13. The method of claim 8, further comprising:

executing an asset owner model to facilitate identifying the device owners.

14. The method of claim 8, further comprising:

executing a point of contact model, a headquarters location model, and a sector model to facilitate automatically enriching the discovered vulnerable devices with the sector, location and POC information.

15. A computer program product embodied in a non-transitory computer readable medium and comprising computer instructions for:

discovering vulnerable devices across a plurality of networks;

automatically identifying device owners using a large-language model (LLM); and

automatically enriching the discovered vulnerable devices with sector, location, and point of contact (POC) information.

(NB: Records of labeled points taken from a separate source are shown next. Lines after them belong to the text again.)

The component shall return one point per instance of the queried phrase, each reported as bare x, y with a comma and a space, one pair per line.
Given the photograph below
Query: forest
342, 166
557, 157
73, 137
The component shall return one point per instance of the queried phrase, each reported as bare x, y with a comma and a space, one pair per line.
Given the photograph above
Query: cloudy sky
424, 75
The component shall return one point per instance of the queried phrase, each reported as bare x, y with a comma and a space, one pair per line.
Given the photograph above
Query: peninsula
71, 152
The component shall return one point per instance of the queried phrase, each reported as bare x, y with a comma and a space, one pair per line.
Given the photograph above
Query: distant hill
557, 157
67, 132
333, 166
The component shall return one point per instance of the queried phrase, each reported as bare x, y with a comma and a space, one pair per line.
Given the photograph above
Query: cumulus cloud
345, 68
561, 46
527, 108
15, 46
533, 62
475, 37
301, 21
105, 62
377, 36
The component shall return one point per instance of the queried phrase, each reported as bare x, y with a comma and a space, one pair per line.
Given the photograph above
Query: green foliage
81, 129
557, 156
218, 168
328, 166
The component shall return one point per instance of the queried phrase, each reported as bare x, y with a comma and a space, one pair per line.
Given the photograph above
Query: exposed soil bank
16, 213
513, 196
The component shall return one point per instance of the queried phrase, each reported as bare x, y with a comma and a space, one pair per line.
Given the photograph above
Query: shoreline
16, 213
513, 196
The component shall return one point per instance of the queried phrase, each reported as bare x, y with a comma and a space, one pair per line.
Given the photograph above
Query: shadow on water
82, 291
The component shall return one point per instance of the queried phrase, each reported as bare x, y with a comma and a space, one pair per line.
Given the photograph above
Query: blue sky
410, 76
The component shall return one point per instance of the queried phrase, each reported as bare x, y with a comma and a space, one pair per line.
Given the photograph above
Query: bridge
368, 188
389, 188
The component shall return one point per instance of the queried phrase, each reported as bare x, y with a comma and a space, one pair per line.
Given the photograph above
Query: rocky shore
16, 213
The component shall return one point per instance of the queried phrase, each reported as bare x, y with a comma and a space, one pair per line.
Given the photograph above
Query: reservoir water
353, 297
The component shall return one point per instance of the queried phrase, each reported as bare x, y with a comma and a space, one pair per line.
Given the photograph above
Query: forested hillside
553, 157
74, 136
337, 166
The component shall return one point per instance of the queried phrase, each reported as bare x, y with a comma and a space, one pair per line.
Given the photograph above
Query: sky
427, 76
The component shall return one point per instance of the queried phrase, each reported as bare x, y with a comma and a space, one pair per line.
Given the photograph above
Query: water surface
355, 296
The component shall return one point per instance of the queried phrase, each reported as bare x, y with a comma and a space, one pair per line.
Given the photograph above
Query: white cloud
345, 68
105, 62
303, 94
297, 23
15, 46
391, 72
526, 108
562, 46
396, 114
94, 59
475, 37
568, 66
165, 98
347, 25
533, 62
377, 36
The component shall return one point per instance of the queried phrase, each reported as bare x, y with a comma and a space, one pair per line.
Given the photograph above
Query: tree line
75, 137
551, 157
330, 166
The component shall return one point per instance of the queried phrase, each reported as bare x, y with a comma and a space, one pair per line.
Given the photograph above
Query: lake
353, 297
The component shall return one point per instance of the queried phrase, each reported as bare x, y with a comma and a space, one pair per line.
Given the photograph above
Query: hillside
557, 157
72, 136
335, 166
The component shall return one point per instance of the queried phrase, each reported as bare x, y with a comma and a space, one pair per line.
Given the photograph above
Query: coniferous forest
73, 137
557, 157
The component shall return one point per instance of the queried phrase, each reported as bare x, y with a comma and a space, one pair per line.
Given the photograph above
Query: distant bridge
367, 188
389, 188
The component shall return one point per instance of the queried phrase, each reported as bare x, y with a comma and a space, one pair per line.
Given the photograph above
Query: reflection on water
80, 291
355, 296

16. The computer program product of claim 15, wherein nationwide incident response to known exploited vulnerabilities is performed using the discovered vulnerable devices, the identified device owners, and enriched information associated with the discovered vulnerable devices, wherein the enriched information includes certificate or domain registration information associated with the identified device owners.

17. The computer program product of claim 15, wherein the LLM is prompted to facilitate identifying the device owners.

18. The computer program product of claim 15, wherein the LLM is prompted to facilitate identifying the device owners including instructions to prioritize predetermined information for identifying the device owners.

19. The computer program product of claim 15, further comprising computer instructions for:

generating an output that includes a plurality of fields including device information, IP address, location information, device owner information, and point of contact (POC) information.

20. The computer program product of claim 15, further comprising computer instructions for:

executing an asset owner model to facilitate identifying the device owners.